In a move set to boost India’s affordable housing sector, the National Housing Bank (NHB) has announced new measures to support Housing Finance Companies (HFCs), enabling them to access funds at lower borrowing costs.
This strategic initiative aims to make home loans cheaper, improve liquidity in the housing finance market, and accelerate the “Housing for All” mission under Pradhan Mantri Awas Yojana (PMAY).
What’s Behind NHB’s Support to HFCs?
The NHB — India’s apex body for housing finance regulation — has introduced targeted refinancing schemes for HFCs. These schemes provide low-cost funding to lenders, who can then pass on the benefit to end borrowers through reduced home loan interest rates.
This measure also ensures that smaller and mid-sized HFCs gain access to liquidity, strengthening the overall housing finance ecosystem.
How It Benefits Borrowers
Lower Interest Rates:
With HFCs borrowing at reduced costs, borrowers can enjoy cheaper EMIs on new and existing home loans.
Improved Credit Flow:
The initiative ensures that HFCs have adequate funds to extend credit to homebuyers and developers.
Support for Affordable Housing:
The NHB’s focus is particularly on low-income and first-time homebuyers, aligning with the government’s affordable housing objectives.
Market Stability:
By improving liquidity, the NHB ensures steady growth in housing finance, even during periods of economic uncertainty.
Impact on the Housing Sector
The NHB’s intervention is expected to:
Boost demand for housing loans.
Strengthen HFC balance sheets.
Improve access to affordable housing in urban and semi-urban areas.
Enhance the overall efficiency of India’s housing finance market.
Industry experts believe that this move could reduce average home loan rates by 25–50 basis points, depending on the lender’s pass-through rate.
FAQ:
Q1. What is the NHB’s refinancing support to HFCs?
A: The NHB provides low-cost funding to HFCs so they can offer cheaper home loans to customers.
Q2. How does it affect home loan borrowers?
A: Borrowers benefit from lower EMIs and improved access to home financing.

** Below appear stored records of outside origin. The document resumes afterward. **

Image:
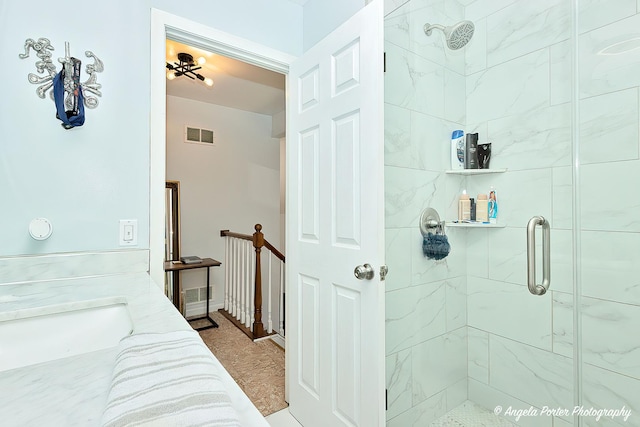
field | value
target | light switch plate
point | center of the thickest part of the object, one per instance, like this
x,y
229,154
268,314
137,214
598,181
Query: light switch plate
x,y
128,232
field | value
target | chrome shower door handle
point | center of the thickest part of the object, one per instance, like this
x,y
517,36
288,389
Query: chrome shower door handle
x,y
531,255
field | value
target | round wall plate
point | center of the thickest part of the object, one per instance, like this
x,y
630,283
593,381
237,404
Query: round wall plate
x,y
429,221
40,228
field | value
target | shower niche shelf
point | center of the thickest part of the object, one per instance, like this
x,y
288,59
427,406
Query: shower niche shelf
x,y
473,225
475,171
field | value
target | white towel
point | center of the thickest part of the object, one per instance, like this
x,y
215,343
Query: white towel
x,y
167,380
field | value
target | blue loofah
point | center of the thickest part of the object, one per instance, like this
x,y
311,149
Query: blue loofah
x,y
436,246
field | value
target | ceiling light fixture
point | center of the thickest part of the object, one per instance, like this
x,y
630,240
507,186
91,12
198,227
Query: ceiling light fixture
x,y
187,67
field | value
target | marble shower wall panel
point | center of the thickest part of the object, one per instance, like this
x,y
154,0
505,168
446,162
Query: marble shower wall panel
x,y
562,196
609,336
533,140
478,355
399,383
560,72
526,26
563,324
519,86
609,127
416,140
602,73
414,315
605,389
407,193
510,311
609,269
596,13
611,202
535,376
421,414
439,362
413,82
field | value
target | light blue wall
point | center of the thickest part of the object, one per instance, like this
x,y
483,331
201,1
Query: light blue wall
x,y
86,179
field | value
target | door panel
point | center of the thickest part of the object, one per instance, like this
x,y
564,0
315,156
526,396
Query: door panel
x,y
335,341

Q3. Will all HFCs benefit from this scheme?
A: Most registered HFCs can access NHB’s refinancing, subject to eligibility and lending performance.
Q4. Does this apply only to affordable housing loans?
A: The focus is primarily on affordable and priority-sector housing, though other segments may also benefit indirectly.
Q5. How soon will rates come down?
A: Rate changes depend on each HFC’s refinancing cycle, but effects could be visible within one to two quarters.
Conclusion
The NHB’s support for HFCs marks a major step in strengthening India’s housing finance system. By lowering borrowing costs for lenders, the move ensures more affordable home loans, wider credit access, and renewed momentum in the real estate market.
As housing demand continues to rise, these measures could significantly drive homeownership growth and revitalize the affordable housing segment across India.